The resumption of widespread fighting in Croatia has prompted U.N. Secretary-General Boutros Boutros-Ghali to consider withdrawing the 16,000 U.N. peacekeepers from Croatia.
Observers fear that if U.N. troops were to pull out of Croatia, the war in former Yugoslavia could spread throughout the Balkans.
Mediators at the Geneva talks on Bosnia had given the warring parties until today to sign a three-point peace package. U.N. envoy Cyrus Vance said Bosnia’s Croats agreed to the entire plan, while Bosnian Serbs and the Muslim- led Bosnian government rejected various aspects.

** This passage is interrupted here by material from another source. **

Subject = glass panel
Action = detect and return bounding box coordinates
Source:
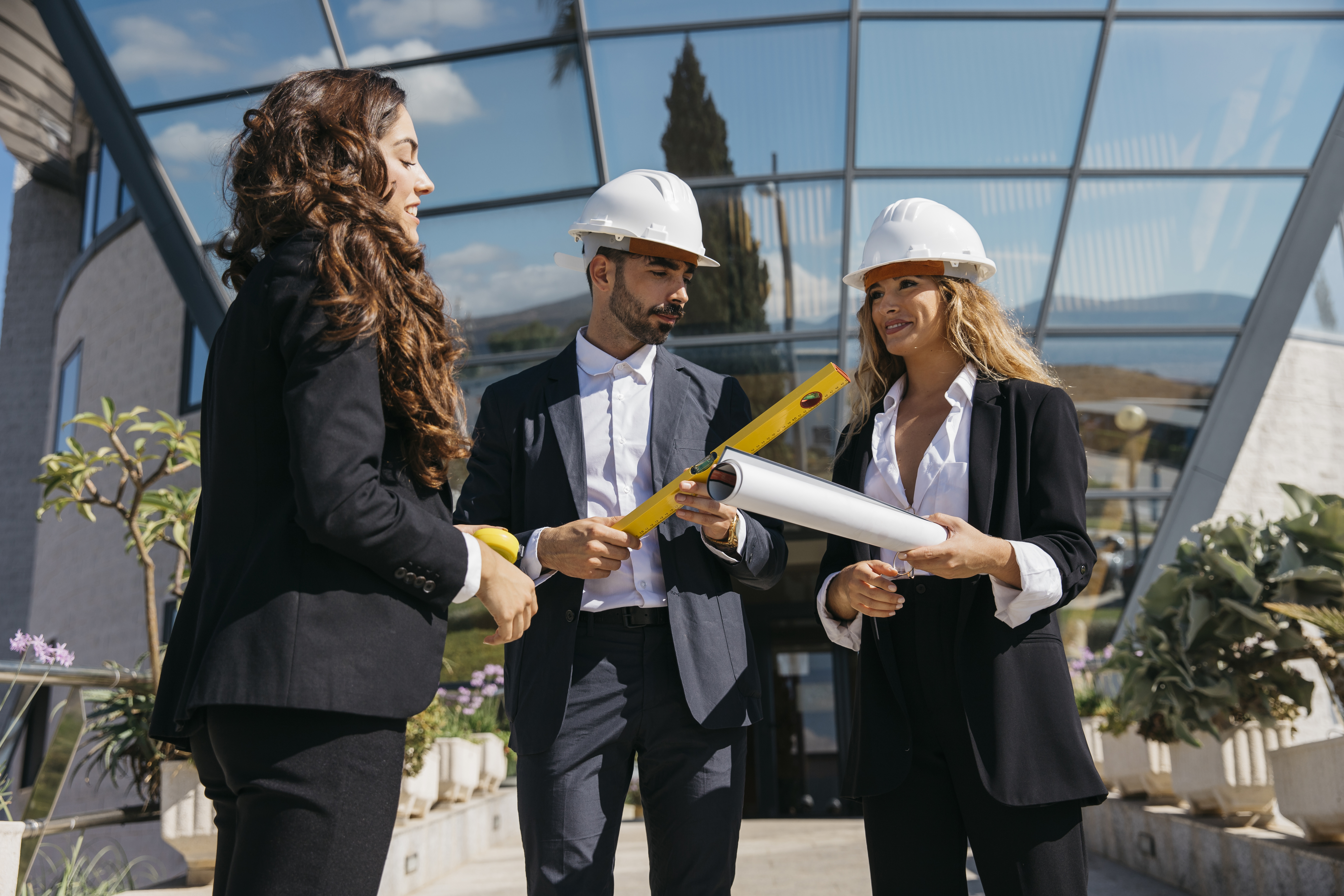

Vance’s European Community counterpart, Lord Owen, said: ″We will now take the dispute to the Security Council,″ which could impose the settlement by ″political, economic or military″ means.
Vance and Owen will report to the Security Council next week.
More than 18,000 people have died in 10 months of war between rebel Serbs, the Muslim-led government and Bosnian Croats. War erupted after Serbs, backed by Serb-dominated Yugoslavia, took up arms to crush Muslims and Croats who voted for an independent state.
Mortars slammed into Sarajevo throughout the day. One shell landed near the front door of the presidency building, wounding two presidential guards and at least 10 other people, witnesses and hospital officials said. Initial reports that a woman had died could not be immediately confirmed.
In Washington, State Department spokesman Richard Boucher said Friday the United States asked Ukraine to stop fuel shipments to Serbia, widely blamed for inciting the Bosnian war.
″They’ve assured us ... they will be prepared to enforce the sanctions,″ Boucher said.